I'm not sure I totally buy the thing about the 5 gaited ASBs... I have one of those, she was never formally trained, but her lateral tendencies make her a difficult sell for dressage, and her tendency to change footfalls if she comes off balance can be a challenge to ride in hunters too. She has passed it on, at least once, to a non-purebred foal at that (was a Warmblood cross). It has altered my plan of breeding her... In my area gaited horses are almost automatically "trail horses". So going strong 5 gaited lines might work in getting more bone, depending on what you want to do, but the "ability" to gait comes with movement less desireable for some disiciplines. (And for the record, yes, my mare does walk, trot, canter... We have also been working on a slow gait - she will rack on her own (ugly as all heck because we have no clue what we're doing) if she gets wildly off balance in a canter.). I still do dressage with her, but she is just more of a challenge for that disicipline, as it looks for purity of gaits (just easier to get from a horse who doesn't have extra "gears")

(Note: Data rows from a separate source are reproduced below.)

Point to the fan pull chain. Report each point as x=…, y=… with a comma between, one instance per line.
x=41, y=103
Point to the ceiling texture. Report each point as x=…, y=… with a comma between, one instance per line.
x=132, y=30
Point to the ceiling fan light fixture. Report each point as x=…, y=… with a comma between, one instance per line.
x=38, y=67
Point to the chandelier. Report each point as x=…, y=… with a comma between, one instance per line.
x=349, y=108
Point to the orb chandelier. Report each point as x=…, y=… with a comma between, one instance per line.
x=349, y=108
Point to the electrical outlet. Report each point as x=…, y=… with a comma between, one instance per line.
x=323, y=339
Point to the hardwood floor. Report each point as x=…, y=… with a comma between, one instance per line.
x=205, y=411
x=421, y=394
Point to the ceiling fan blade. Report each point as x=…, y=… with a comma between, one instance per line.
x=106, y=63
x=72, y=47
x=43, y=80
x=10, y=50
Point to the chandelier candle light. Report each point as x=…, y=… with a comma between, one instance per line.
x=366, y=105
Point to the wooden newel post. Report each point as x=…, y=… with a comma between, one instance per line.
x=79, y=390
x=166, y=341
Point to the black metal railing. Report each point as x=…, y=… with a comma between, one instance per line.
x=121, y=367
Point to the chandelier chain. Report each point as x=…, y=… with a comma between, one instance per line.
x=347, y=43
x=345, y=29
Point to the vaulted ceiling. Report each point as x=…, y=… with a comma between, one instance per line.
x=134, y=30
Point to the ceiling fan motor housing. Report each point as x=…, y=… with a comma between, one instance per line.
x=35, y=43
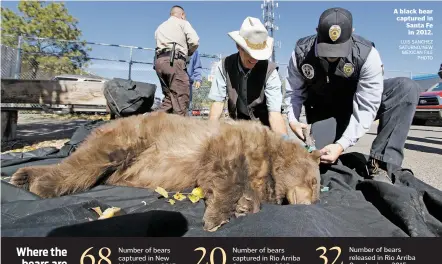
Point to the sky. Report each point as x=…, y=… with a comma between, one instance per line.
x=134, y=23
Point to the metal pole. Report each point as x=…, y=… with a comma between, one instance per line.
x=130, y=63
x=18, y=59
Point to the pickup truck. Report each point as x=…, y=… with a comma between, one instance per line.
x=429, y=106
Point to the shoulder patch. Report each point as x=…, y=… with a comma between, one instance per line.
x=308, y=71
x=348, y=69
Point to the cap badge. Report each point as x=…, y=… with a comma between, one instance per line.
x=334, y=32
x=308, y=71
x=348, y=69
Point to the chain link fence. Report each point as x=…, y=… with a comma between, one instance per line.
x=34, y=58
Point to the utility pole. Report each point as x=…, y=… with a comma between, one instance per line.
x=268, y=14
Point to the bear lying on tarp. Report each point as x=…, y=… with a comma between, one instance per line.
x=238, y=164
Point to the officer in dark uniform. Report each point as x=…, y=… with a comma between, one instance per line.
x=338, y=77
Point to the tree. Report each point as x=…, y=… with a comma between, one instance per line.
x=41, y=20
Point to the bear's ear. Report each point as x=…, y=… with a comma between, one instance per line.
x=316, y=156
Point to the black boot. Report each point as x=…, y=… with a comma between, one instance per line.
x=377, y=170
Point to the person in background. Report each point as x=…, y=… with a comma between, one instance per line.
x=173, y=78
x=194, y=70
x=338, y=77
x=248, y=80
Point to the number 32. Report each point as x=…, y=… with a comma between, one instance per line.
x=324, y=250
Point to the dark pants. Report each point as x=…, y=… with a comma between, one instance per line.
x=175, y=85
x=190, y=98
x=395, y=115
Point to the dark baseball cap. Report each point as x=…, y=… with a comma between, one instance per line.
x=334, y=33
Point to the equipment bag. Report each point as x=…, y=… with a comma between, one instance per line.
x=127, y=97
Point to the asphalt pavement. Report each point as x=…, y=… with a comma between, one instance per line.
x=422, y=152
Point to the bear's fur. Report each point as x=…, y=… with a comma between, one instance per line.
x=238, y=165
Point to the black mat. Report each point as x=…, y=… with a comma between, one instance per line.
x=352, y=207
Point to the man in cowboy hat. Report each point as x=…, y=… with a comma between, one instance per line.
x=173, y=76
x=249, y=80
x=338, y=77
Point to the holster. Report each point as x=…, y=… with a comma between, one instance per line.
x=172, y=55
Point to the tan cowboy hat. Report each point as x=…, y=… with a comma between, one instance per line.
x=254, y=39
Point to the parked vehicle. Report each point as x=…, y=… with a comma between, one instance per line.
x=429, y=106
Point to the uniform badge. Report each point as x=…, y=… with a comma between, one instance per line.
x=308, y=71
x=348, y=69
x=334, y=32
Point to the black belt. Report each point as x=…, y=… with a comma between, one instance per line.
x=167, y=54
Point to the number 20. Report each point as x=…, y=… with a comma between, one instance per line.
x=212, y=253
x=324, y=250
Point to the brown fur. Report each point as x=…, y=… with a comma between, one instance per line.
x=238, y=165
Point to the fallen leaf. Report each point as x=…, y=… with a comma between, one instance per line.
x=110, y=212
x=198, y=192
x=193, y=198
x=179, y=196
x=97, y=210
x=162, y=192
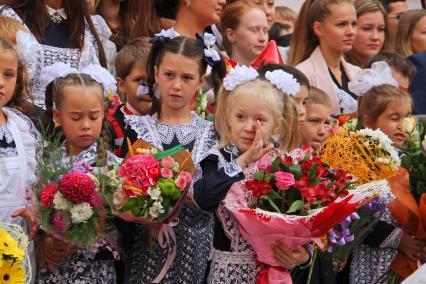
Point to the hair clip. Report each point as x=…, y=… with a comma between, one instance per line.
x=283, y=81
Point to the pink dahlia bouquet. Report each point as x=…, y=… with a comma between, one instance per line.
x=70, y=207
x=150, y=185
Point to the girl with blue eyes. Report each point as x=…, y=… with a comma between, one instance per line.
x=176, y=71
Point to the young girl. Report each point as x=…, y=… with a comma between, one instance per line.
x=76, y=103
x=18, y=142
x=177, y=68
x=252, y=113
x=398, y=240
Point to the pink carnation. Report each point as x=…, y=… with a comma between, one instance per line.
x=283, y=180
x=166, y=173
x=138, y=170
x=167, y=162
x=77, y=187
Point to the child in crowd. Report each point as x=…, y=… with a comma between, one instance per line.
x=177, y=67
x=253, y=111
x=19, y=141
x=314, y=129
x=130, y=66
x=398, y=238
x=75, y=102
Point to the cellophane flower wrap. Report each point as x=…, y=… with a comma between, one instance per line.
x=69, y=204
x=150, y=185
x=292, y=199
x=14, y=261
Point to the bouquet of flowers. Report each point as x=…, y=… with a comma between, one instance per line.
x=14, y=262
x=69, y=205
x=291, y=199
x=150, y=185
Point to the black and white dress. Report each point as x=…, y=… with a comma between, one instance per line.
x=94, y=267
x=194, y=232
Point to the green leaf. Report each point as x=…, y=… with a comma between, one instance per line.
x=296, y=206
x=259, y=175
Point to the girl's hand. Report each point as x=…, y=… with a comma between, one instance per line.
x=290, y=259
x=411, y=247
x=31, y=220
x=53, y=251
x=256, y=150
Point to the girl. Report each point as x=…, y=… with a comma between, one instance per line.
x=324, y=31
x=371, y=31
x=410, y=33
x=177, y=68
x=398, y=240
x=60, y=31
x=252, y=112
x=245, y=32
x=18, y=142
x=76, y=103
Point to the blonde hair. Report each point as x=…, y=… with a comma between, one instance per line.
x=375, y=101
x=318, y=96
x=284, y=13
x=280, y=104
x=404, y=34
x=363, y=7
x=231, y=19
x=304, y=40
x=9, y=27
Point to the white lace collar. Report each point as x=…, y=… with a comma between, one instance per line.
x=60, y=12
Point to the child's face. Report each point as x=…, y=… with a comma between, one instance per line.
x=246, y=109
x=80, y=114
x=8, y=75
x=178, y=78
x=301, y=99
x=129, y=86
x=391, y=120
x=314, y=129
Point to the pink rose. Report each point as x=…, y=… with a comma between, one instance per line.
x=180, y=182
x=187, y=176
x=167, y=162
x=166, y=173
x=283, y=180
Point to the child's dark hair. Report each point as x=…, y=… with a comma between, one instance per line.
x=297, y=74
x=21, y=98
x=55, y=96
x=398, y=62
x=190, y=48
x=135, y=51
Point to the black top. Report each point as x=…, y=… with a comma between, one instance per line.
x=212, y=188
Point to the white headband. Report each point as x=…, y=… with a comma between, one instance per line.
x=99, y=74
x=365, y=79
x=279, y=78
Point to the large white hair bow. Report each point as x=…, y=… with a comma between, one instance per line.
x=365, y=79
x=99, y=74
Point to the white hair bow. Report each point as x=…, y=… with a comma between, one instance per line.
x=365, y=79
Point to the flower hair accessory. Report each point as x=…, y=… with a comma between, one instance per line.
x=379, y=74
x=283, y=81
x=163, y=36
x=238, y=76
x=98, y=73
x=211, y=55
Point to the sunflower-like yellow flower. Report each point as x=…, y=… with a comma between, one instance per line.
x=12, y=273
x=9, y=246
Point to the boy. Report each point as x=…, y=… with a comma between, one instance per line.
x=314, y=128
x=130, y=66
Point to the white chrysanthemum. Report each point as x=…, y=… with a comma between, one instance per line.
x=238, y=76
x=154, y=193
x=156, y=209
x=81, y=212
x=283, y=81
x=60, y=202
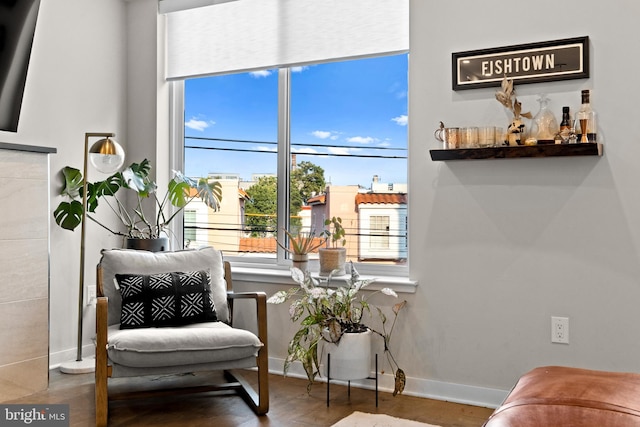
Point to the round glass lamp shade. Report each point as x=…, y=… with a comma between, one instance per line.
x=106, y=155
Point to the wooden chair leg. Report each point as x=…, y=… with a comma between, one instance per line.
x=263, y=383
x=102, y=367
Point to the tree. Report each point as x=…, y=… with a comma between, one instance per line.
x=261, y=209
x=308, y=178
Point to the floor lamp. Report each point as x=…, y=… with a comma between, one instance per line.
x=107, y=156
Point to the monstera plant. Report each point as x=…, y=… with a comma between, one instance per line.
x=136, y=223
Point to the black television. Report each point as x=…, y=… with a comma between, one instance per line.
x=17, y=28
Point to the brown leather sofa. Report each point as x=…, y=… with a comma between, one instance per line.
x=570, y=397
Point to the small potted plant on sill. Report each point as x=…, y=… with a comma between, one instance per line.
x=138, y=225
x=300, y=245
x=334, y=256
x=333, y=318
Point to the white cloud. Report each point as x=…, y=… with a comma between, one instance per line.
x=261, y=73
x=361, y=139
x=401, y=120
x=321, y=134
x=198, y=125
x=263, y=148
x=338, y=150
x=307, y=150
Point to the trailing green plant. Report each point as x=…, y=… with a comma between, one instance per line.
x=302, y=243
x=326, y=314
x=334, y=232
x=136, y=222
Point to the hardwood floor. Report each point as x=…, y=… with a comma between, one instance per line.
x=290, y=405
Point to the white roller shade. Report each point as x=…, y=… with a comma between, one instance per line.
x=248, y=35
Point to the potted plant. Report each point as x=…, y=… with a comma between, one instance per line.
x=137, y=224
x=333, y=257
x=300, y=245
x=331, y=316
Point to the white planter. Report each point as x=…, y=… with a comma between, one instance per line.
x=300, y=261
x=332, y=259
x=350, y=358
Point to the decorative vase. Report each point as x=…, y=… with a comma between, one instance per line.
x=516, y=128
x=332, y=259
x=350, y=357
x=161, y=244
x=544, y=125
x=300, y=261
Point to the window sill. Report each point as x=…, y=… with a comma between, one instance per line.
x=279, y=275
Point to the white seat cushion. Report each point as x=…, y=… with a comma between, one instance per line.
x=183, y=345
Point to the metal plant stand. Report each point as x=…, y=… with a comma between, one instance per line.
x=349, y=381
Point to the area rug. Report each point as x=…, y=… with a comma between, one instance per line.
x=362, y=419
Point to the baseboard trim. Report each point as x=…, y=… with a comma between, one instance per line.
x=419, y=387
x=60, y=357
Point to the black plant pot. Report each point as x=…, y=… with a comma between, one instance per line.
x=160, y=244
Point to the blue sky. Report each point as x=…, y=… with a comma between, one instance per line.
x=342, y=108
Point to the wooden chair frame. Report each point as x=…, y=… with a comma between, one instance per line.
x=258, y=401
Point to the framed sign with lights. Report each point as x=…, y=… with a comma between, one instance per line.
x=526, y=63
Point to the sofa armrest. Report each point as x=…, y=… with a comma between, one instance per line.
x=261, y=311
x=102, y=325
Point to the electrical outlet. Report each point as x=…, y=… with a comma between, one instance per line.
x=560, y=330
x=91, y=295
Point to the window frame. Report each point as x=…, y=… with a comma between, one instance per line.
x=281, y=260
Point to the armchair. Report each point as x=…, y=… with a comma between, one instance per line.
x=140, y=340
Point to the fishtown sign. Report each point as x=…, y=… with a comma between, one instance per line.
x=527, y=63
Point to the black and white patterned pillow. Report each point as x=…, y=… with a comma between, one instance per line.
x=165, y=299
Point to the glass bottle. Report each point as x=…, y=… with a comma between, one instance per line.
x=565, y=125
x=545, y=124
x=587, y=119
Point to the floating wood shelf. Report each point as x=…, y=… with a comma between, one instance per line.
x=542, y=150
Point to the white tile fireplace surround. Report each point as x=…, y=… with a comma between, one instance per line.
x=24, y=267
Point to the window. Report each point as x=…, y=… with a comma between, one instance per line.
x=333, y=136
x=379, y=232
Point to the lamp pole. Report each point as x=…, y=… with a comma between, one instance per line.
x=103, y=147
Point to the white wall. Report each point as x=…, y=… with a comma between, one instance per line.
x=498, y=246
x=76, y=84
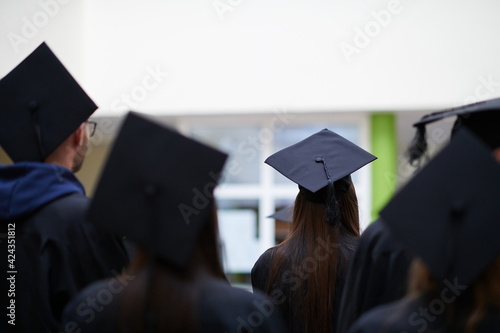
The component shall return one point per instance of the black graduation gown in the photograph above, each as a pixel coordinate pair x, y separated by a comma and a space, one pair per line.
221, 309
57, 254
377, 275
416, 315
280, 292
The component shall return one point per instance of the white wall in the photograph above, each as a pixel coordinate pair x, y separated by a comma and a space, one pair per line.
263, 54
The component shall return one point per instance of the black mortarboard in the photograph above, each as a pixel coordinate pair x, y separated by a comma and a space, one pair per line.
283, 214
157, 188
321, 165
482, 118
449, 212
41, 104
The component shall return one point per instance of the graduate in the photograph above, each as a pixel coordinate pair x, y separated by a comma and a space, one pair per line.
448, 217
157, 189
53, 252
379, 270
305, 273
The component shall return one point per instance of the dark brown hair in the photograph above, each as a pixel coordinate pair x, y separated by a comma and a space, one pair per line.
164, 298
469, 309
312, 301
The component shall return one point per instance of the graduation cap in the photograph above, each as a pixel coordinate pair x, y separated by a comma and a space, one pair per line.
321, 165
284, 214
482, 118
41, 104
157, 188
449, 212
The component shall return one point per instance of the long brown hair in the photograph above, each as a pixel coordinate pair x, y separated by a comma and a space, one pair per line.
469, 309
313, 298
164, 298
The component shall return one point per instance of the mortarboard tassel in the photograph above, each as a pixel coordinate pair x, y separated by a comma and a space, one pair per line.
332, 206
418, 146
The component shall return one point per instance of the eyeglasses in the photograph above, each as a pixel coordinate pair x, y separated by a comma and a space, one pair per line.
93, 126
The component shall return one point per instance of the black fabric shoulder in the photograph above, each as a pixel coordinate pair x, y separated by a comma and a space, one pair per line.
377, 274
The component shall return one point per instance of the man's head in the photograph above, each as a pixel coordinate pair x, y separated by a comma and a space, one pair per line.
43, 111
72, 151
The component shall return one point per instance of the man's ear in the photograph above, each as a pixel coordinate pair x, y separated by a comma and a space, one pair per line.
78, 135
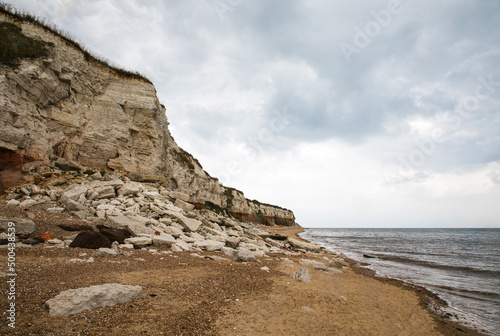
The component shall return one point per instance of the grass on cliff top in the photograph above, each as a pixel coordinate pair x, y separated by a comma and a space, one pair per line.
14, 45
23, 16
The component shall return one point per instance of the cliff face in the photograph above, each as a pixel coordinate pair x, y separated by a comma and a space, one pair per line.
65, 107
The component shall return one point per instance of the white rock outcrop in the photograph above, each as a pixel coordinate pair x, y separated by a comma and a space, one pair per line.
81, 114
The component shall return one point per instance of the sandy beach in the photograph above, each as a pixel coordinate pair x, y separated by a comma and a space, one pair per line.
187, 293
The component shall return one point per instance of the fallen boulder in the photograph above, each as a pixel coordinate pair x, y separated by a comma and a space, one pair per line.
163, 239
304, 245
190, 224
74, 301
90, 240
301, 275
243, 255
74, 227
22, 226
139, 242
118, 235
313, 263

The outcrossing really depends on what you do and where you are too. If I were in an area where Saddlebreds were better known, I'd be way more likely to stay purebred than any outcross... But, in my area the breed is almost unknown, and while they might have the talent and ability of other breeds in any given discipline, they are a hard sell as a purebred.
I had a lovely gelding I just sold. This horse had eventer written all over him...trainers, coaches and other riders all agreed... But Trying to get those sport riders out to look at him without trying to quibble on price (a price any of them would have paid for an equal (or lesser) quality TB ) was impossible. In the end I sold him to a lady who just plain loved him for him, which, while I'm glad he is well loved... It's a shame in my mind, he could've done very very well in Pony Club, or even open divisions.
Interestingly enough, around me, Saddlebred crosses are "accepted"... Maybe because the buyers recognize the breed they are crossed with (especially the WB
So in the end it really depends a lot on what you need to expect from the foal... If it's for yourself, if it's for sale, which disicipline you want to ride, the level of the rider who will be riding the foal.... All those things factor in.
This year we will have one purebred mare and one Clydesdale mare bred - I expect both to be fabulous... But they will be different for discipline suitability, I am sure.